Find online antenatal classes to help you prepare for your delivery. The class should include information on different delivery types, how to recover from delivery, information of how to care for your baby once you get back home and are breastfeeding.
Finding out what your hospitals policies are around COVID.
It is best to know what the hospital policy is regarding COVID testing before delivery, your partners ability to see your baby, what if you do have COVID and visitation during hospital stay for family members. This will help you to be prepared and to pack your maternity bag accordingly.
Many hospitals are not allowing non-parents to visit in the maternity ward. This may be lonely and scary, but it does allow you and your partner to have a baby-moon, where you both can focus on getting to know your little one, gives you time to learn how to breast feed and allows you to rest and recover after your delivery.
Learn as much as you can about breast feeding.
Breast feeding, although it is natural, is a learnt skill that you and your baby will need to learn. It is important to know how to breastfeed, what is normal and learn as much about breastfeeding before you give birth. Include your partner so that he will be able to help you if and when you need it. There are many videos that you can watch on YouTube about breastfeeding with a deep latch. You can visit our website for more information on breastfeeding and expressing milk.
It is highly recommended that you find a lactation consultant that can give you an online breastfeeding workshop while you are pregnant. This gives you the necessary information to breastfeed well and someone you know that can help you if you need the help. If you would like to book a consultation with Carey a SACLC please email firstname.lastname@example.org for more information on a breastfeeding workshop.
Have a plan for when you get home.
The first few weeks after the birth can be difficult due to sleep deprivation and learning to care for your new child. COVID-9 just makes it so much harder because we are all social distancing. Have a plan or ideas of how you are going to make life simpler for yourself. Firstly, let your family know about visitation and how you would like them to interact with your new baby. Let them know what you would like: No visit policy, Visit but you can only look though the window or you can visit but you must wear a mask and sanitise.

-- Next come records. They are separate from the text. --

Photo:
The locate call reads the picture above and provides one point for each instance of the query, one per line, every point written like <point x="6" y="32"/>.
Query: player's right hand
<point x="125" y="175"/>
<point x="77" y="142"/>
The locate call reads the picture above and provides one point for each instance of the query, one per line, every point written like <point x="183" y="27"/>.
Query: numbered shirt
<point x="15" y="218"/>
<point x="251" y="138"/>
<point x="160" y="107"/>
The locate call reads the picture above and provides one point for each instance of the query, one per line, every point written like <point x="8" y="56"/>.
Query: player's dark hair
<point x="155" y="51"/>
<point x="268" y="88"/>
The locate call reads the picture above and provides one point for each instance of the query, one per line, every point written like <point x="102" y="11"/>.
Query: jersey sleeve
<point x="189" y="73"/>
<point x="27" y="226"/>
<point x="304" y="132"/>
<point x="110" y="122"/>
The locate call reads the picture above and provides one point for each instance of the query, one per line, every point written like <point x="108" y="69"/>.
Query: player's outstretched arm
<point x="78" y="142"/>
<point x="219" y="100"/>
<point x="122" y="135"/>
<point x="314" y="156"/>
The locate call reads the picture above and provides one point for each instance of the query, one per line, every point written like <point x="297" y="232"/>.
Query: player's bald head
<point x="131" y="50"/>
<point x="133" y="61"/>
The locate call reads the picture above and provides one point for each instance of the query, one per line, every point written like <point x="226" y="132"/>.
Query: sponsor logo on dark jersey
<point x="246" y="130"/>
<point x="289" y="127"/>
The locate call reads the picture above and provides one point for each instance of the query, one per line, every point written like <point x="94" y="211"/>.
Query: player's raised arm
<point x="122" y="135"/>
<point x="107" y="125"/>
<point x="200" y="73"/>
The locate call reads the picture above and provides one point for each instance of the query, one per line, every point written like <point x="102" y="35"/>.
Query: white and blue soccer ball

Will you have someone in the house to help you? If so, will that person need to self-isolate before they move in? You can ask your friend s and family to support you by taking your washing away and bringing it back clean, delivering cooked meals or even doing your shopping for you. You can even consider using the delivery services that so many grocery and other shops offer now.
Having a baby in 2021 is going to bring it’s own challenges so surround yourself with people that can support you. It should be an amazing time.